Book Euthanasia  Death with Dignity and the Law

Download or read book Euthanasia Death with Dignity and the Law written by Hazel Biggs and published by Bloomsbury Publishing. This book was released on 2001-10-09 with total page 204 pages. Available in PDF, EPUB and Kindle. Book excerpt: Many advocates of euthanasia consider the criminal law to be an inappropriate medium to adjudicate the profound ethical and humanitarian dilemmas associated with end of life decisions. 'Euthanasia,Death with Dignity and the Law' examines the legal response to euthanasia and end of life decisions and considers whether legal reform is an appropriate response to calls for euthanasia to be more readily available as a mechanism for providing death with dignity. Through an analysis of consent to treatment, living wills and autonomous medical decision making, euthanasia is carefully located within its legal, medical, and social contexts. This book focuses on the impact of euthanasia on the dignity of both the recipient and the practitioner while emphasising the legal, professional, and ethical implications of euthanasia and its significance for the exercise of clinical discretion. It will provide a valuable addition to the euthanasia debate.

Book Opening Your Heart

    Book Details:
  • Author : Lisa Brenninkmeyer
  • Publisher :
  • Release : 2015-06
  • ISBN : 9781943173006
  • Pages : pages

Download or read book Opening Your Heart written by Lisa Brenninkmeyer and published by . This book was released on 2015-06 with total page pages. Available in PDF, EPUB and Kindle. Book excerpt: This introductory course has been designed for women who are brand new to Walking with Purpose as well as those with more experience in Bible study. The themes we'll explore are the timeless, foundational, core questions that people return to century after century. Delving into these topics will help fill holes in our spiritual foundations so that we have something firm to stand on when life gets shaky. A DVD series, Priorities complements the course. Immensely practical and encouraging, Opening Your Heart is the perfect starting point as you seek to grow closer to God.

Book Dignity in the Workplace

Download or read book Dignity in the Workplace written by Matthijs Bal and published by Springer. This book was released on 2017-08-01 with total page 321 pages. Available in PDF, EPUB and Kindle.

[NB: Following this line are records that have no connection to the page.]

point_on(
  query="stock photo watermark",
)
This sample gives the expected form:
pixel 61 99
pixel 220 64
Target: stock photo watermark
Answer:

Book excerpt: Introducing a theory of workplace dignity into the field of management studies, this innovative new book presents an alternative paradigm based on principles of human dignity which is integrated into a theoretical approach to the topic. The author addresses and analyses the causes and consequences of the dominant political-economic paradigm within management studies. Further, it presents a theoretical alternative which can constitute a foundation for a new way of thinking about organisations, management, and leadership. Dignity in the Workplace offers scholars ideas for how research in the field of management studies may be enriched by a dignity-paradigm, and goes further to explore the role of a dignity-paradigm in the function of HR-managers and organisational leaders. Thus, the book aims to contribute to the need for alternative conceptualisations of how contemporary organisations can be managed.